Basta fijarse en la reciente sentencia del TSJC sobre las Zonas de Baja Emisión. A la concejala Janet Sanz (Comunes) no se le ocurrió mejor cosa que calificarla de “trumpista”. Siempre el recurso fácil a mano de un populismo que, convencido de tener la verdad histórica y de que el mundo les observa, no necesita tener cuidado ni mantener forma alguna de respeto a la legalidad, acatamiento de la justicia ni educación. El objetivo de la medida podría ser tenido por bueno, tanto como lograr la paz en el mundo. El problema es la incapacidad innata para formular adecuadamente cualquier iniciativa. Así se llega, como en tantas otras cosas a una mezcla de fracaso y mala gestión. El caso es que aquella medida la votaron en el ayuntamiento hace algo más de dos años Comunes, PSC, ERC y Junts, con la abstención del resto de grupos. ¡El verde impera y está de moda! Pero son cosas bien distintas ser verde ecológico, o teñirse de ello y estar verde por inmadurez e insolvencia.
En cualquier confrontación electoral, la definición --y en ocasiones la caricaturización-- del adversario es esencial para la construcción de una alternativa propia. Estamos a poco más de un año de las elecciones municipales, sin que nadie descarte que tengamos en otoño las generales o coincidan con aquellas. La incertidumbre sigue siendo la reina de la situación.

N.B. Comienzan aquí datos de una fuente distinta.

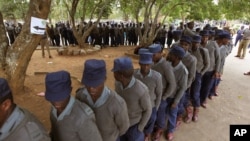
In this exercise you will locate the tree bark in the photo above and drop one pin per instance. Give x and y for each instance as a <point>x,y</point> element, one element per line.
<point>4,43</point>
<point>19,54</point>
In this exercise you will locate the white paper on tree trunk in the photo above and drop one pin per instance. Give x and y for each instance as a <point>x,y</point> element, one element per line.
<point>37,26</point>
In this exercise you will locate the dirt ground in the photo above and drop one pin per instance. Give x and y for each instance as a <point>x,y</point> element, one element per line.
<point>230,107</point>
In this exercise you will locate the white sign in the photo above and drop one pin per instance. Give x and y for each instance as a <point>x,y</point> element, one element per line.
<point>37,26</point>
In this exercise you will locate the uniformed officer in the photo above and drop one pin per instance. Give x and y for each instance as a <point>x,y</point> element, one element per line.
<point>71,120</point>
<point>152,79</point>
<point>190,63</point>
<point>136,95</point>
<point>168,86</point>
<point>181,75</point>
<point>110,109</point>
<point>202,65</point>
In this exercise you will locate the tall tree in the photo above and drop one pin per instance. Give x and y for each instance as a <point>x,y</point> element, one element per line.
<point>15,59</point>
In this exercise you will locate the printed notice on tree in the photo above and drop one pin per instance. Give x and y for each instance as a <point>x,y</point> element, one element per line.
<point>37,26</point>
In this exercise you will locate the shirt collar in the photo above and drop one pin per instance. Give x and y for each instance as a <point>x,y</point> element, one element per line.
<point>12,122</point>
<point>66,111</point>
<point>101,100</point>
<point>160,61</point>
<point>148,75</point>
<point>178,66</point>
<point>131,83</point>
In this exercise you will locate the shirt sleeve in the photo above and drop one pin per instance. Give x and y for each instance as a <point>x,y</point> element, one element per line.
<point>88,130</point>
<point>170,82</point>
<point>121,117</point>
<point>146,110</point>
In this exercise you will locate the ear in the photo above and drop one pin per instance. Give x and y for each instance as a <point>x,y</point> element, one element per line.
<point>6,105</point>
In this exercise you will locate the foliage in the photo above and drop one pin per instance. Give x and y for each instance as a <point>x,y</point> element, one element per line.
<point>14,9</point>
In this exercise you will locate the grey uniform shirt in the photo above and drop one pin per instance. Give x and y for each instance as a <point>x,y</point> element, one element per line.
<point>22,125</point>
<point>181,75</point>
<point>190,62</point>
<point>76,123</point>
<point>137,98</point>
<point>168,79</point>
<point>223,54</point>
<point>154,83</point>
<point>214,55</point>
<point>203,61</point>
<point>110,111</point>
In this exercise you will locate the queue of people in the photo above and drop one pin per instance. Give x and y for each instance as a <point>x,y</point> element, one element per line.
<point>147,102</point>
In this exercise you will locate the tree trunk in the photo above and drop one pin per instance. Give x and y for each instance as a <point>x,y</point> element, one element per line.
<point>19,54</point>
<point>4,43</point>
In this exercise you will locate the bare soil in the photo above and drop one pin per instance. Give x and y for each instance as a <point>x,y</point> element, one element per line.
<point>230,107</point>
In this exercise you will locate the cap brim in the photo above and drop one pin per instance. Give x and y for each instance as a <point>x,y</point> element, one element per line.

Sin embargo, los socialistas catalanes siguen dándole vueltas al mejor candidato posible. Salvador Illa asegura que hay Jaume Collboni para rato: si yo estuviera en su piel, no estaría muy tranquilo después de haberle oído decir un día que no sería candidato a la Generalitat y desdecirse al siguiente para acabar siéndolo.
En pura teoría, la solución acabará estando en manos de los ciudadanos, de los votantes. Dejó escrito Cicerón que “el buen ciudadano es aquel que no puede tolerar en su patria un poder que pretenda hacerse superior a las leyes”. Ya veremos qué pasa en mayo de 2023. Es obvio que los comunes, con la radicalización de sus políticas, ofrecen una posibilidad clara de contraste para un PSC que aspira o debe aspirar a desbancarlos. Pero la potencia del aparato de los partidos es inmensa y, ya se sabe, fuera de la Iglesia no hay salvación. Las cosas siempre pueden cambiar de la noche a la mañana. Hay una crisis de demanda, no solo en el comercio, sino en los partidos políticos, por encima del cainismo y las raras relaciones personales. Cualquier propuesta alternativa que pretenda asentarse en la transversalidad, requiere un esfuerzo de generosidad y centralidad, especialmente por parte del PSC, que permita aglutinar sensibilidades diferentes, aunque no opuestas, en torno a un objetivo común: dotar a Barcelona de un proyecto ilusionante, como hace treinta años.